Extracting a Phrase based on Keywords

804 views
Skip to first unread message

Christina Miskey

unread,
Jul 18, 2017, 12:12:08 PM7/18/17
to OpenRefine
Hello everyone, 

I'm new to OpenRefine but attempting to use it for a large data project I am working on. I have a bunch of text that I need to extract only a portion of, and am a bit stuck. I'm hoping for some help!

Here's an example of my text: 
Crittenden, A.N., Metabolism, Anthropometry, and Nutrition Laboratory, Department of Anthropology, University of Nevada Las Vegas, NV, United States; Sorrentino, J., D.M.D. Family and Cosmetic Dentistry, New York, United States; Moonie, S.A., Epidemiology and Biostatistics, School of Community Health Sciences, University of Nevada Las Vegas, NV, United States; Peterson, M., Dorobo Fund, Arusha, Tanzania; Mabulla, A., Department of Archaeology, University of Dar es Salaam, Dar es Salaam, Tanzania; Ungar, P.S., Department of Anthropology, University of Arkansas, Fayetteville, AK, United States


I need to extract the bolded text only into a separate column. The below topic is (I believe) close to what I want. I can't figure out how to adjust the regex to get just the text string I need using a keyword.
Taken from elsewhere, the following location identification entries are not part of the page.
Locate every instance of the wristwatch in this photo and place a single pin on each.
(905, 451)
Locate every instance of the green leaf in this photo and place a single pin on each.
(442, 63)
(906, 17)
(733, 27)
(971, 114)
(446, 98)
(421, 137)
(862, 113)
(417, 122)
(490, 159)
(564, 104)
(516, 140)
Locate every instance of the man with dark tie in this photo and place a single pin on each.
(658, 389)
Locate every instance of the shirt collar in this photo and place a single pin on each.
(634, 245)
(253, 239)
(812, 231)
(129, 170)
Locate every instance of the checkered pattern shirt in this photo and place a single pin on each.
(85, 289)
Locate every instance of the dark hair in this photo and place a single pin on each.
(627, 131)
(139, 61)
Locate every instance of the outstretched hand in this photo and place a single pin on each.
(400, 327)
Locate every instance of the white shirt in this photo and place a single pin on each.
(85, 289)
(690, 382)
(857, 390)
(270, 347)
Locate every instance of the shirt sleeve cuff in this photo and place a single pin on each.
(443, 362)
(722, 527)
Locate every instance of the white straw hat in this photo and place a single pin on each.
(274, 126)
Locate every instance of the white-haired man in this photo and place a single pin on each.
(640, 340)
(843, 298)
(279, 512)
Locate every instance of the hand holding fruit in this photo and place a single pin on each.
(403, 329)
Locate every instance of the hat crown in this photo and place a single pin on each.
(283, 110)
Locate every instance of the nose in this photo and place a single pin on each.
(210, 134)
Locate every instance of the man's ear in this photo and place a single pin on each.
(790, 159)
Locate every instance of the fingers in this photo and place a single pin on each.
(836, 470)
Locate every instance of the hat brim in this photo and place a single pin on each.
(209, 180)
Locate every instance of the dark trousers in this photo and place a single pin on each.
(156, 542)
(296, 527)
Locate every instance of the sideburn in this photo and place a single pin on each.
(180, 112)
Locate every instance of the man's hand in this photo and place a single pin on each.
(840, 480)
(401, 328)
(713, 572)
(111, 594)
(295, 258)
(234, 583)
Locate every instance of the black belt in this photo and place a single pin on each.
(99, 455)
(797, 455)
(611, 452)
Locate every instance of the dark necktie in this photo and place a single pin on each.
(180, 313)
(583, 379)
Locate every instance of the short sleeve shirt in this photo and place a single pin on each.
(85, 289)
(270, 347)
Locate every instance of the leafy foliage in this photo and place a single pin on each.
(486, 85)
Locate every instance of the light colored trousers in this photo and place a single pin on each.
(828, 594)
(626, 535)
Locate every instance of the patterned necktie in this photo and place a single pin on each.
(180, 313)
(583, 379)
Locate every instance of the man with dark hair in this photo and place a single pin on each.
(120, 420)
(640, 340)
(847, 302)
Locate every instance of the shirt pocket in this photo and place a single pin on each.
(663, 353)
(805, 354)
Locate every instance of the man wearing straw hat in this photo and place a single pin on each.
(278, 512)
I don't need the "join" portion at the end.


Some important information: 
The keywords I need to look for are "university", "college", "school" and "institute". 
The university names can vary in length, but are always between two commas. 
The university name can appear in various places in the text, because of this I can't just "Split into several columns" and delete the ones I don't need.

Thanks in advance!!!

Owen Stephens

unread,
Jul 18, 2017, 1:20:28 PM7/18/17
to OpenRefine
If you know that the value you want is always between two commas, then I'd suggest using an approach where you first 'split' the string into an array (a list of things), then check each value in the array to see if it is one of the strings you want to preserve - you can do this with the 'filter' function which takes in an array (list) and outputs only the items in the array that match some criteria you set.
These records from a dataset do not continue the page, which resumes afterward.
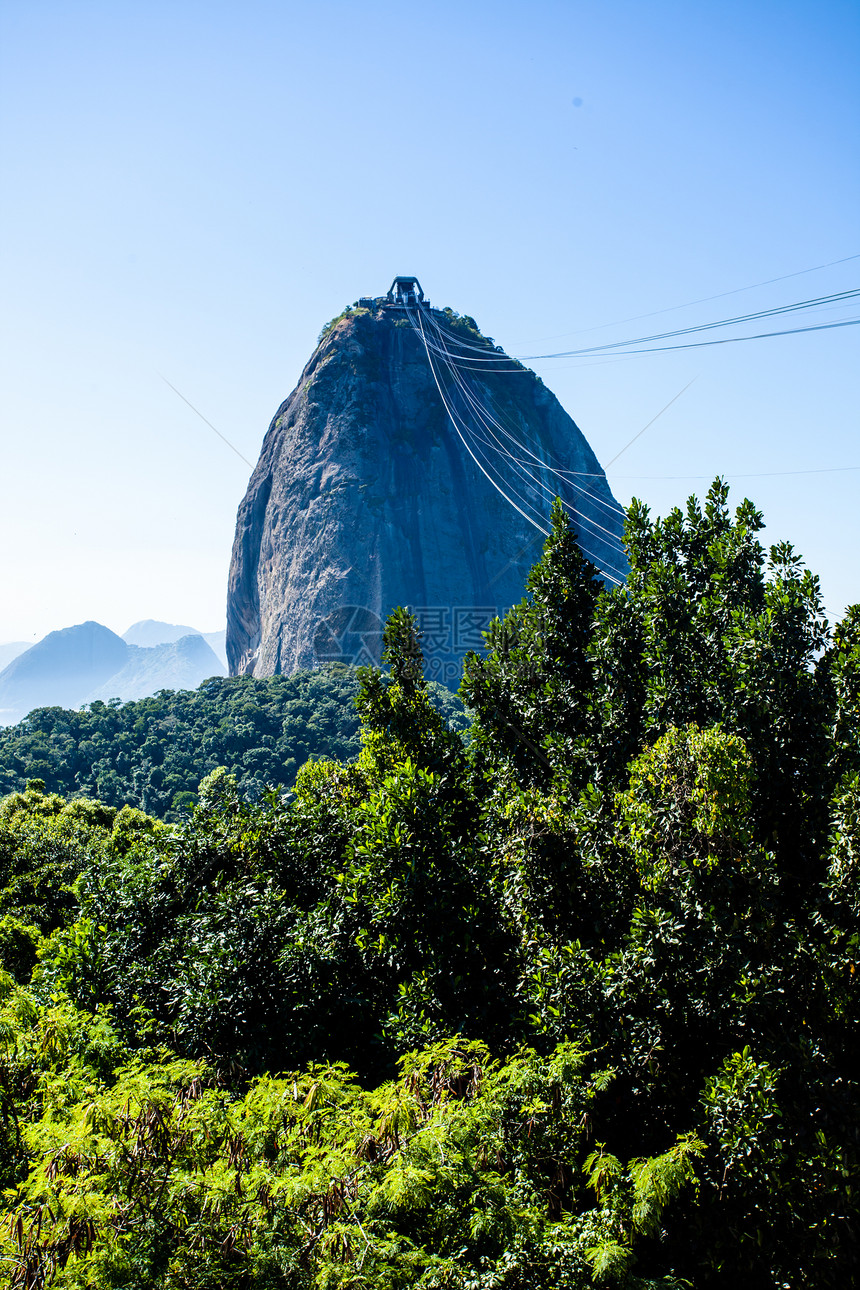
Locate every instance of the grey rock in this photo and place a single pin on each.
(365, 498)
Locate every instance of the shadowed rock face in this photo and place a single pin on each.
(365, 498)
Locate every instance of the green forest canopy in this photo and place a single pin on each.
(570, 1004)
(154, 752)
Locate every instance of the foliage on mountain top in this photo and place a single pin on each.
(570, 1004)
(152, 754)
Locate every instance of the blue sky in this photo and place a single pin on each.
(192, 190)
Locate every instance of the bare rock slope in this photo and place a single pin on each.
(365, 498)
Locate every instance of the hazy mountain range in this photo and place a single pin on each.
(87, 662)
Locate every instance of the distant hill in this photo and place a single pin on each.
(175, 666)
(154, 752)
(10, 650)
(87, 662)
(61, 670)
(150, 632)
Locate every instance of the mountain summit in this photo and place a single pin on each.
(415, 465)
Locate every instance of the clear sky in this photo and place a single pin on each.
(191, 190)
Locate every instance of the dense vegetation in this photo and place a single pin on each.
(571, 1004)
(152, 754)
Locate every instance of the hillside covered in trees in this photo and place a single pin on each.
(570, 1002)
(152, 752)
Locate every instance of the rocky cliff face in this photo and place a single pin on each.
(365, 498)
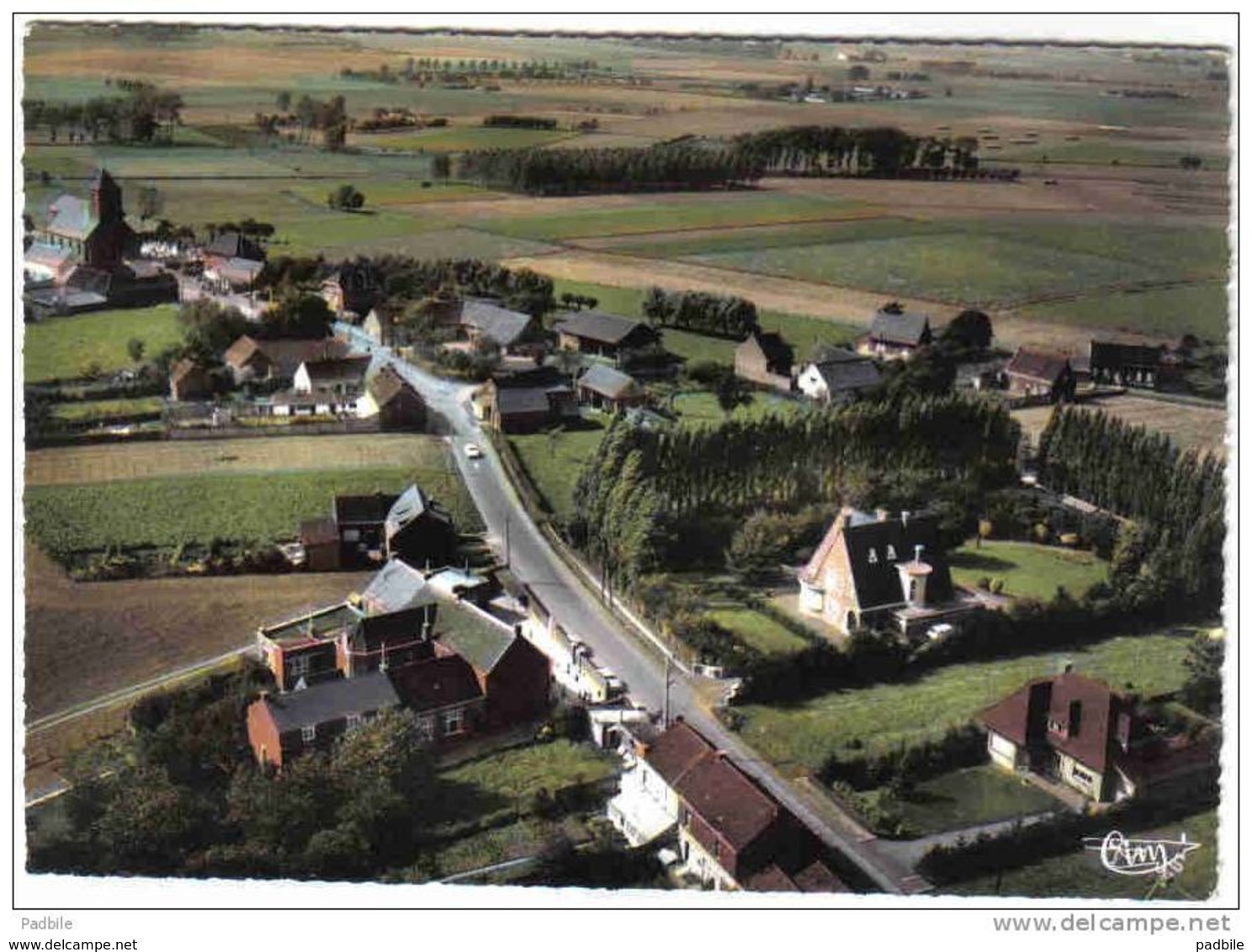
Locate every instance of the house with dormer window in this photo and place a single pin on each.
(880, 571)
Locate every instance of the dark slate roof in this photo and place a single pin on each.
(232, 244)
(354, 510)
(676, 751)
(342, 369)
(392, 627)
(332, 701)
(907, 328)
(500, 325)
(435, 683)
(523, 399)
(395, 587)
(1038, 366)
(610, 383)
(779, 354)
(597, 325)
(482, 644)
(841, 375)
(1105, 353)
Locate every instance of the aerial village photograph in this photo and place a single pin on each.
(682, 463)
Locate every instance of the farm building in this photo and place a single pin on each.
(607, 389)
(1078, 731)
(1036, 373)
(400, 405)
(841, 377)
(352, 289)
(233, 262)
(731, 833)
(526, 400)
(258, 361)
(880, 572)
(338, 667)
(1126, 364)
(188, 380)
(765, 359)
(592, 331)
(895, 334)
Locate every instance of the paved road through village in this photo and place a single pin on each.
(535, 563)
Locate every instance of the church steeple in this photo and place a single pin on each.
(105, 198)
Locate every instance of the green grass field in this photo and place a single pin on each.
(246, 508)
(720, 210)
(802, 736)
(759, 631)
(702, 410)
(1169, 313)
(462, 138)
(972, 796)
(1080, 875)
(105, 410)
(63, 348)
(554, 462)
(798, 329)
(1027, 569)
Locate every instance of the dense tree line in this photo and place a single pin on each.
(146, 114)
(643, 490)
(703, 313)
(879, 151)
(574, 172)
(1175, 498)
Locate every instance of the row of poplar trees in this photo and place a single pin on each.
(645, 492)
(1175, 498)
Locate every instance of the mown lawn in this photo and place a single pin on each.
(1027, 571)
(1200, 309)
(64, 348)
(554, 462)
(105, 410)
(802, 736)
(759, 631)
(1080, 874)
(711, 210)
(972, 796)
(702, 408)
(197, 510)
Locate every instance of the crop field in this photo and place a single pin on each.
(71, 466)
(195, 510)
(113, 634)
(759, 631)
(464, 138)
(1027, 569)
(802, 736)
(1188, 426)
(63, 348)
(1164, 313)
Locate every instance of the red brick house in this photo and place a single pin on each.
(733, 834)
(1082, 733)
(1037, 373)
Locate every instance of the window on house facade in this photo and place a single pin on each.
(454, 722)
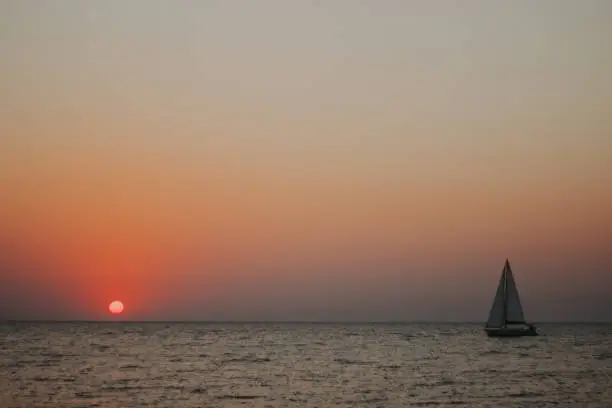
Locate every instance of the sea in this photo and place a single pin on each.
(96, 364)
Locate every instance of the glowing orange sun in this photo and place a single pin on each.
(115, 307)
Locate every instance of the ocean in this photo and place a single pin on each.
(87, 364)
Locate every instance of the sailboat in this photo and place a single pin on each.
(506, 317)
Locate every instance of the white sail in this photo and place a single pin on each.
(497, 314)
(514, 310)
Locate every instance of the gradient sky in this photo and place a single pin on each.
(318, 160)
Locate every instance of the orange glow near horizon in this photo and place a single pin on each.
(115, 307)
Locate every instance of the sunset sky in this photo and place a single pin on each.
(304, 160)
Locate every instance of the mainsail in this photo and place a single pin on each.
(506, 307)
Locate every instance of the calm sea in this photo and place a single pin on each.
(301, 365)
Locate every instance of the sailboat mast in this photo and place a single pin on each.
(505, 273)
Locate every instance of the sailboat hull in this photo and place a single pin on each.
(511, 331)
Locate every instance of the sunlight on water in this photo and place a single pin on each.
(287, 365)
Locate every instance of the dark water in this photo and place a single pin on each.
(301, 365)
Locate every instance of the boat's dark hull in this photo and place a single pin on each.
(511, 332)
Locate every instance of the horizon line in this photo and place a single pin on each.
(318, 322)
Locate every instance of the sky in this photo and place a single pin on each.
(304, 160)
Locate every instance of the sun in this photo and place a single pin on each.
(115, 307)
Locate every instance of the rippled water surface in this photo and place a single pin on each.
(301, 365)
The way I'd do this is something like:

Use 'Edit Column->Add column based on this column'
Call new column "Universities"
filter(value.split(","),v,v.trim().startsWith("University"))

Owen Stephens

unread,
Jul 18, 2017, 1:22:09 PM7/18/17
to OpenRefine

I've tried to do a screen capture here hopefully it will help



On Tuesday, July 18, 2017 at 5:12:08 PM UTC+1, Christina Miskey wrote:

Owen Stephens

unread,
Jul 18, 2017, 1:29:07 PM7/18/17
to OpenRefine
In my original reply I forgot - you need to do a 'join' at the end of the GREL expression because OpenRefine can't store arrays as arrays - you always need to convert it into a string.

So the GREL I use is
filter(value.split(","),v,v.trim().startsWith("University")).join("|")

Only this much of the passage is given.